虽然离龙梭山远,可还是龙梭晏门辖域。确切的说,如今的晏门辖域依然很大,占整个西北域的六成,其他四成辖域的主宗族有不少还是当年晏门的附属宗,分离出去成为主宗族后,也就有了独立辖域。
发生异象的农庄叫涌泉村,就在定陵旁,路程不过五里路,村中人口也才三百来人。村中有一口大泉,说是很早很早以前有一位修士带着神龙在这里修炼时,见村民无水喝,就帮他们挖的,而且好像还画了阵法,可让这泉水数百年不断。俗世百姓均以为这两位是神仙,所以大泉也被取名为二仙泉,围泉定居的人越来越多,便成为涌泉村。
可是最近百年,二仙泉却是涌水断断续续,后来出水的日子也越来越少,这里又回到了原来的样子。不少人也都搬走了,留在这里的也都是走不了的老弱妇孺,强壮劳力都去了隔壁镇子谋生。
大概也就是今年年初,这口大泉又开始出水,可是所出之水带有些微微腥膻味,村名为了活下去,也没办法,就这样凑合着喝。上月开始,涌泉村里不少少年莫名其妙去世,大多是十五六岁的孩子,但是尸体均已下葬。

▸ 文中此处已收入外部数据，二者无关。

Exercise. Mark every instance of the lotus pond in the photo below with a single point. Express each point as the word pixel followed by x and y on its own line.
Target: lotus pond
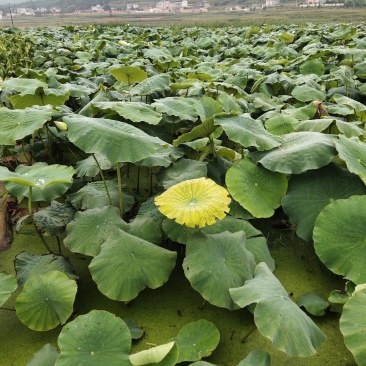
pixel 183 196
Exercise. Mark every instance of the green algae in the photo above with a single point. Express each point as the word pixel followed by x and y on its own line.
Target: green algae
pixel 162 312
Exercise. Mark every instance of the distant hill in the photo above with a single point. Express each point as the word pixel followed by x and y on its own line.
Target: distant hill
pixel 65 5
pixel 72 5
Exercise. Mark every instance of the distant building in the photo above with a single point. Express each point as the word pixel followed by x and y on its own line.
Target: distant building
pixel 24 11
pixel 315 2
pixel 179 5
pixel 97 8
pixel 132 7
pixel 270 3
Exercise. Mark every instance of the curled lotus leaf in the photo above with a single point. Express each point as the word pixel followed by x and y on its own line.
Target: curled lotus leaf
pixel 195 202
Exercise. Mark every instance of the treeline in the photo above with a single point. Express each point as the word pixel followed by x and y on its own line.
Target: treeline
pixel 65 5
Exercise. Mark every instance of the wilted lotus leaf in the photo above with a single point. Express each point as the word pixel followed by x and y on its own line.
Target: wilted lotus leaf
pixel 195 202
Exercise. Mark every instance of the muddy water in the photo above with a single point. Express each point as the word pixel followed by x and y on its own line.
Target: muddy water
pixel 162 312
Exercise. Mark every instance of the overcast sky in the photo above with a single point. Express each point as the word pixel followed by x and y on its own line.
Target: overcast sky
pixel 11 2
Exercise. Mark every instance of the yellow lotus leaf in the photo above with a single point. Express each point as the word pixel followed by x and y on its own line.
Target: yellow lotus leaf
pixel 194 202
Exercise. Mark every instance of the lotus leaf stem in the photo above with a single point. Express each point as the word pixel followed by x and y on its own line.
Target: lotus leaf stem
pixel 48 151
pixel 34 223
pixel 2 308
pixel 59 244
pixel 119 180
pixel 103 179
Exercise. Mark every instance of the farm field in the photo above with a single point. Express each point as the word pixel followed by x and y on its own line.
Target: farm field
pixel 212 18
pixel 183 195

来到村中,晏虚白就觉得村中人气寥落,老人形容枯槁,毫无生气,可是连村里的黄口小儿们,明明也是白白胖胖,可是也一副没精打采,气息飘忽的样子。一圈转下来发现,村里从小到老,所有人都是内里虚空,虽然还是如常生活,可是总有些不对劲。
晏虚白、晏明怀和端荧三人去调查才死的三具少年尸体,同样是死的莫名其妙,全身上下没有伤口,一看就不是正常亡故。但是因为都是俗世中普通人,留不住气息,其他的却也查不出什么。
“兄长,这里看起来真是怪怪的,没什么生气哎。”晏明怀一边扇这扇子一边问。
晏虚白没理他,转而对端荧问道:“端荧,先到这里的弟子们呢?在何处?”
端荧道:“他们在村尾义庄,昨夜又死一名十四岁少年。”
“我们之前去的那三家,每家各有一子,均是少年体型但并不瘦弱,也没有恶疾,如今突然去世,显然不正常。”晏虚白脸上没什么表情,环顾了一下周围屋舍,继续道:“涌泉村看起来并不贫穷。看屋舍之数,应该是人丁兴旺。而且一路走来,村民似乎也不是缺粮少食。”

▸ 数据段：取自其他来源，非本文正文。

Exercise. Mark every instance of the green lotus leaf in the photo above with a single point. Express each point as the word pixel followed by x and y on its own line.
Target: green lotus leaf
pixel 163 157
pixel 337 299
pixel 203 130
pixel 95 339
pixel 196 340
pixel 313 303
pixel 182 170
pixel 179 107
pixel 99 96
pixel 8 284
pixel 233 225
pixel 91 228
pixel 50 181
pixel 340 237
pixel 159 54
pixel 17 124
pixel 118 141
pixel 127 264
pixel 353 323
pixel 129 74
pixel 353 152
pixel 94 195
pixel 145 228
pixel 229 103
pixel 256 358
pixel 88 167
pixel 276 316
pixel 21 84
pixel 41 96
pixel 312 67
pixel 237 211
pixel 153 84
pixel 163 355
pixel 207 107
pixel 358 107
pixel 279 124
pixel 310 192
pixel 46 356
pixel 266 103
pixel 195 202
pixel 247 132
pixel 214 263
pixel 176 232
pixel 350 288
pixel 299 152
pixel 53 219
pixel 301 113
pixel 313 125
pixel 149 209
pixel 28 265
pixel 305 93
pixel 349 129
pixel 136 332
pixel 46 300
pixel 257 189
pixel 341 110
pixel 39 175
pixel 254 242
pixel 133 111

端荧道:“对的,这村子以前人是多,后来壮丁都去外面镇子找活干了。有段日子不好过,考虑到这个村子就在定陵旁边,算是守陵村,晏门会每年送些粮食银钱过来,以做接济。”
晏明怀又插话道:“兄长,这村里里除了老人就是小孩,不然就是四十左右的农妇,那些十几岁的少年们照这样的死法,难怪都没有壮丁。”

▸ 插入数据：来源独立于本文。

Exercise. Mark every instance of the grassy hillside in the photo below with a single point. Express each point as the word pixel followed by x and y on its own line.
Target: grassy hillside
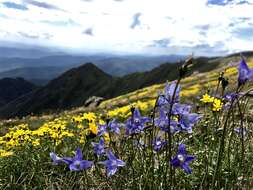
pixel 149 158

瞧晏明怀口无遮拦,到了乡野,说话也都糙了许多,晏虚白抬眼看了他道:“这边并无太多线索。明怀,先前你说联系了人带我们去村外大泉查看,人到了吗?”
“到了啊,那边树下坐的就是。”晏明怀那扇子指了指不远处树下坐着的妇人。
树下妇女一身粗衣麻布,发髻上也是用一块粗布包头,体型宽大,脸上手上皮肤黝黑,一看就是经常下地干活的农村妇人。
要去调查的涌泉村的大泉名叫二仙泉,这个泉眼照村民的话来说是“留有仙气,不敢冒犯”,所以村子也里泉眼有一定距离。
出了村子,跟随带路的农妇行了十里路,到了一个巨大广场,周围用竹篱笆和泥砖绕着砌了好几层,而且没有入口进到广场里面。广场中央是一口深井,以井口为心,九条水道将广场分成八卦格局,广场的八块地面均是大理石,上面刻着符文。
与这个大广场相连的还有一条一仗宽的大水道,农妇说这水道直通村里涌泉池,大家吃的水都是从那个涌泉池取。
仔细观察泉眼广场,确实年岁久远,有些纹咒破损,但是也有修补过的痕迹。晏虚白用灵力探查,发现果然这法阵居然和能够和晏门功法有共鸣,莫非造这泉眼广场的人是晏门人?
共鸣的法阵渐渐沉寂下来,原本发光的文字也晦暗许多。这是正常现象,这样的几百年的法阵,已经破损如此,能有共鸣已经不容易,输入的灵气消散后,法阵自身也无法再汇聚灵气。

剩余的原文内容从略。